Don tried to be rational,
tried to make me see that these seeming obstacles were no worse
- and in fact less - than the ones I faced when I left town almost
a year ago. But by this time I was teetering on the edge of that
black pit of depression I knew all too well and which always leaves
me paralyzed with indecision and the inability to just make a move
- any move.
It was then (April 9)
that I got the call from New Orleans that my dad had died. I had
just seen him a few weeks ago when I passed through there on my
way to Austin. After his bout the last couple of years with colon
and kidney cancer, and the removal of one kidney, they discovered
the other kidney was not functioning properly. Following one of
his dialysis treatments, shortly after driving himself home, his
heart just gave out and he apparently died before his head hit the
dining room table.
During that last visit
with him, I remember thinking he looked so terrible that I knew
that was the last time I'd see him alive. In fact, during one of
our rare real communications, he looked me right in the eye and
told me he was tired of feeling so bad and was "ready to go."
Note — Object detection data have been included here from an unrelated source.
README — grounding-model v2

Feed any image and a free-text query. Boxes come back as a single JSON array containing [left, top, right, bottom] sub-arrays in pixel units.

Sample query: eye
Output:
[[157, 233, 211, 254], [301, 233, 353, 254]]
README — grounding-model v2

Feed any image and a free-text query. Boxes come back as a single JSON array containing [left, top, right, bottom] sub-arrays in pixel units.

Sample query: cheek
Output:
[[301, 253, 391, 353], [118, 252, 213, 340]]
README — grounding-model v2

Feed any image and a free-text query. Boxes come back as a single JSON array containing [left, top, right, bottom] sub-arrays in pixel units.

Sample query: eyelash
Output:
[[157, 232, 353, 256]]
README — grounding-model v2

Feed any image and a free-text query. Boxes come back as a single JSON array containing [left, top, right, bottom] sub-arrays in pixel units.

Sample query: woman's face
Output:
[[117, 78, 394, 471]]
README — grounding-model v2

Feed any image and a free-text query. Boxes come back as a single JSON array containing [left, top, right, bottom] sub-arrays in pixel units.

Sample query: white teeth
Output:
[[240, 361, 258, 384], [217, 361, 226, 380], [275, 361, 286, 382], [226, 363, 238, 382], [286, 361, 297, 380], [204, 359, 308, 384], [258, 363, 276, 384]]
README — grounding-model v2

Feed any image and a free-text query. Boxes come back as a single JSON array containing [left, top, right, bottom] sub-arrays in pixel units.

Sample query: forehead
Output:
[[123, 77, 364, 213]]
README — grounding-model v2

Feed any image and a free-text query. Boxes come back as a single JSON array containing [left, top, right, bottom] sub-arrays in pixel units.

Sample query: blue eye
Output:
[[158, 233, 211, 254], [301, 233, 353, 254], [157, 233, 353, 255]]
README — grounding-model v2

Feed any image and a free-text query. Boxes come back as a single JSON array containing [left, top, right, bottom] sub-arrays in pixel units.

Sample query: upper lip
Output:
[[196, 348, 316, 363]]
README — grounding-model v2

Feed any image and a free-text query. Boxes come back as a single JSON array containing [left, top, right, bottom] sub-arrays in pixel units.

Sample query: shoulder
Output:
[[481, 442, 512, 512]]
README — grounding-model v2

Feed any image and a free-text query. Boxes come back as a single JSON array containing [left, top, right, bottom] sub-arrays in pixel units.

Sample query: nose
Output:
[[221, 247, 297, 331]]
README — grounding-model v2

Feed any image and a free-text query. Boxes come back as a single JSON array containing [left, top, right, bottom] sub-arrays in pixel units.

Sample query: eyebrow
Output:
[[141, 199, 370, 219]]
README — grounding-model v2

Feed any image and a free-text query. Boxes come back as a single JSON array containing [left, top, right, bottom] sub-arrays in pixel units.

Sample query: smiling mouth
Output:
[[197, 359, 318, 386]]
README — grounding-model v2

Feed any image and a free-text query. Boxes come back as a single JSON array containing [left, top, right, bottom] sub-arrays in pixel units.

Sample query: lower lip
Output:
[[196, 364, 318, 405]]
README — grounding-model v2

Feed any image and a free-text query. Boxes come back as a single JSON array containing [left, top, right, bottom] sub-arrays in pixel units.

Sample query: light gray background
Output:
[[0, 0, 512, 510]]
At 82, even after bypass surgery, my dad had previously always been
so positive and full of life - still mowed the yard and painted
the house and boasted of how well he always felt. I could not argue
with him because I knew I'd feel exactly the same way given the
same circumstances. What really broke my heart was that he expressed
how he felt his whole life had been a failure - that he had 3 failed
marriages, he had become estranged from his children and hardly
knew his grandchildren. He had seen Caitlin, his only great-grandchild,
only once in person and she is now 11 years old. His last request
just weeks ago was that I send him a recent picture of her. That
was one of my last failures of him - I had taken some the weekend
before his death, but had not yet mailed them.
Since my father and I
had not been very close in life, I remember thinking that I probably
would not be terribly affected by his death. I certainly wouldn't
miss those perfunctory weekend telephone calls where he would just
recant every detail of his and his wife's ailments over and over
again. What I know now I will miss is the chance to have learned
more about the real man instead of just accepting the facade he
put up most of the time we saw each other. Only once or twice can
I ever recall having anything that could be called a meaningful
conversation with my dad - where we revealed something of the usually
hidden side of ourselves. When I was in New Orleans visiting him
2 years ago - he had been in and out of the hospital as they were
trying to figure out what was making him so sick. That was when
he was originally diagnosed with the cancer. At one point after
rushing him to the emergency room, we were waiting for the doctor
to return after taking more tests. My dad, obviously exhausted,
was still trying to talk to me so I wouldn't just be sitting there
bored. I went over to his bedside, began stroking the top of his
brow and forehead, and told him gently to stop worrying about me
- to just hush, close his eyes and go to sleep.
He later told my mother
what a comfort that was to him and what a tremendous help I had
been during that time. So when it was my turn to say my final goodbye,
I stroked his head and whispered that I hoped he realized now that
he had a higher perspective that his life had not been a failure
and that I would see him again later and we'd have a good laugh
about it all.
So it has surprised me
since then how easily I am moved to tears - how I feel like I'm
moving through an unreal, eerie dreamscape - how I somehow feel
more alone in the world than I did before. I know I'll be fine -
I know that what I am experiencing is exactly what I should be experiencing
and is perfectly normal and natural - that I will come through this
black cloud. However, right now, the knowing for the future is overshadowed
by the uncertainty and confusion in the present.
I'm desperately trying
to hold on to what I once read and know is true - that "When
we walk to the edge of all the light we have and take that step
into the darkness of the unknown, we must believe that one of two
things will happen ... there will be something solid for us to stand
on, or we will be taught to fly."
I'm poised for the flight,
but am still grounded by the present weather conditions.